A lesson not lost on the King who now says the struggle is less about finding time to create art and more about “struggling to sell art. Career-wise, this hasn’t really turned into a career. My main goal is to write a book. The politics of painting are funny. I think I try to stand up to the old guard with my work. Socially it speaks for itself.”
King says he’s “not an angry young man anymore.” Though the issues that trouble any emerging artist, particularly survival in the marketplace, still permeate his work, his style and POV have evolved as seen in his current show at RNG. This “newest edition” is still personal, but he’s more the observer allowing for a certain irony and satiric edge about content King still feels deeply about.
The show’s statement describes the 15 medium and large format mixed media paintings as “witty,” populated largely by post-Smurf love children in an Anime aesthetic. The graffiti influence is still there but mostly in the background with its characteristic script and signage on textured and scarred surfaces. Figures are caricatures outlined in black as if done on the fly. Jarring notes of neon color look sprayed on. Yet the overall visual effect is deliberately and deceptively sophisticated in spite of being referential.

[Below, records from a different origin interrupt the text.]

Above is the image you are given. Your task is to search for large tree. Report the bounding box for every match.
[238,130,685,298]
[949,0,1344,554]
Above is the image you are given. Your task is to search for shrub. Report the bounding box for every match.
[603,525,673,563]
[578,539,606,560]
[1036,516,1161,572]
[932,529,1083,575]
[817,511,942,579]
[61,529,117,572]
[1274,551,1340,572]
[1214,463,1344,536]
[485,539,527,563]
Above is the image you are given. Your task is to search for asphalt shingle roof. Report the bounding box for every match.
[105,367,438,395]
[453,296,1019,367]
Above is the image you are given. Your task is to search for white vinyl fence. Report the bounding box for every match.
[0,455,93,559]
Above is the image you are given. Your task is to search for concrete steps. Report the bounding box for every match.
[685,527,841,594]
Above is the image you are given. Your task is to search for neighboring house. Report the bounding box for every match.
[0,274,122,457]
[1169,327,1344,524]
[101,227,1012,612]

With a few notable exceptions, King’s mixed media here is dominated by a weak-chin cartoon figure with an overbite, Pinocchio proboscis and vacant or shuttered eyes, helmet hair and drawn with an Anime flair. Most of these caricatures are floating heads in a kind of suspended animation as if these scenarios began as day-dreamscapes and ended up as cartoon bubbles on canvas.

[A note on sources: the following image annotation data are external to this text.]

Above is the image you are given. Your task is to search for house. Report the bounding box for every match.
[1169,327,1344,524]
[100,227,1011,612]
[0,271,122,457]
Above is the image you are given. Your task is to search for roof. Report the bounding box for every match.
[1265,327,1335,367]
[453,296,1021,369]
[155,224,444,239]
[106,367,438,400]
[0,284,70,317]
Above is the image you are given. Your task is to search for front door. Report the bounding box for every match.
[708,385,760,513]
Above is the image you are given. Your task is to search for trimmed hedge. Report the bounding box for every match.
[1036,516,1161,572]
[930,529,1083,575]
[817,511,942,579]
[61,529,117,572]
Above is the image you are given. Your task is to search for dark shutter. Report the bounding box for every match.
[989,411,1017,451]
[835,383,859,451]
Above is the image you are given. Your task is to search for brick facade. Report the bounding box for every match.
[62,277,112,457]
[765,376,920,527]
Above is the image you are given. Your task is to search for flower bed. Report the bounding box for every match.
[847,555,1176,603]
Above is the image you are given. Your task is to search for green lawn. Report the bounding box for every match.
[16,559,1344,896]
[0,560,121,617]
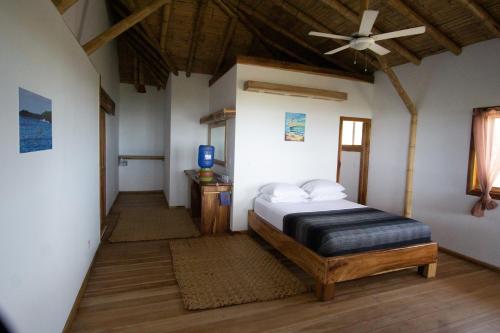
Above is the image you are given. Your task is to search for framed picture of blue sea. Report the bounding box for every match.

The tone or POV varies from satiric, self-analysis to more blatant social criticism, especially of art’s inner sanctum, socially and economically. There are lessons for all here or at least windows of clarity—some less veiled than others—that expose issues of insecurity and insincerity, hypocrisy and redundancy and expediency and materialism that encompass collectors, critics, galleries and artists alike, including himself.
At times the veil is lifted and his “text-messaging” in his imagery speaks for itself and points in several directions. Phrases like “Fake Gold,” “I’ll be consumed by my own fire,” “No need for alarm” and the more blatant “Instant Masterpiece” indict all in the nebulous market of creativity with all of its risks and contradictions.
Still, King must feel that the fine arts are a worthwhile pursuit at several levels, judging by his increased price point for his work that approaches that of several area established artists. Several of the 15 pieces in his “newest edition” merit that consideration. They include:
There Are No Rules, which could be the show’s signature piece. In the image, a solitary caricature, sporting the longest nose of all, is caught in a downward spiral of swirling black lines. Pink and flushed, this figure of authority is apparently caught in a lie that frustrates the artist who may wish that there were rules as long as they served him as well as the status quo, everyone operating on a level playing field.
In Plastic Clique, an “ordinary” figure is surrounded by a like circle with similar but longer noses than he. It’s a familiar conundrum for an artist: to stand alone from the crowd or sell out and become one of the anointed. That he already shares their bubble within the frame may be a sign of the inevitable in order to succeed.
Another fear dealt with exists in Gorillas in Captivity in which the proverbial 500 lb. variety in the room is devouring the artist. No matter how one interprets this, whatever it is that consumes him here, his own passion, insecurity or outside pressures and obligations, it threatens to make a Fixed Monkey out of him as seen in Gallery 2.
Back in Gallery 1, another group of poseurs living a lie and getting away with it, is the group shot, Wack MC’s with their “false gold” text and long noses. Yet even more interesting than its theme here is King’s talent for dynamic composition that, along with Plastic Clique, focuses attention and navigates the eye to, away and then back to its central figure.
Another sign of King’s artistic evolution is his interest in the young and the naive, a product probably of his mentoring as well as personal experience, as seen in the rather static 1994 with its subtext of “Children Can’t Reason with the Businessman” and the more visually interesting Simple Minded Fools in Gallery 3. In the foreboding latter two innocents, wide –eyed and vacuous, walk the streets or primrose path while a villainous adult lurks in the shadows. This is paradise lost and innocence is prime for the picking.
Finally, the exhibit ends rather cryptically, pun intended, with the grammatically incorrect The Dead Lives Elsewhere. In another interesting and dynamic composition, five floating heads with King’s familiar arrows pointing to all, turn an oxymoron into a paradox, suggesting that negative energy has a perpetual life and influence of its own.
King may no longer be “that angry young man,” but this “newest edition” has sharpened both his tongue and powers of observation.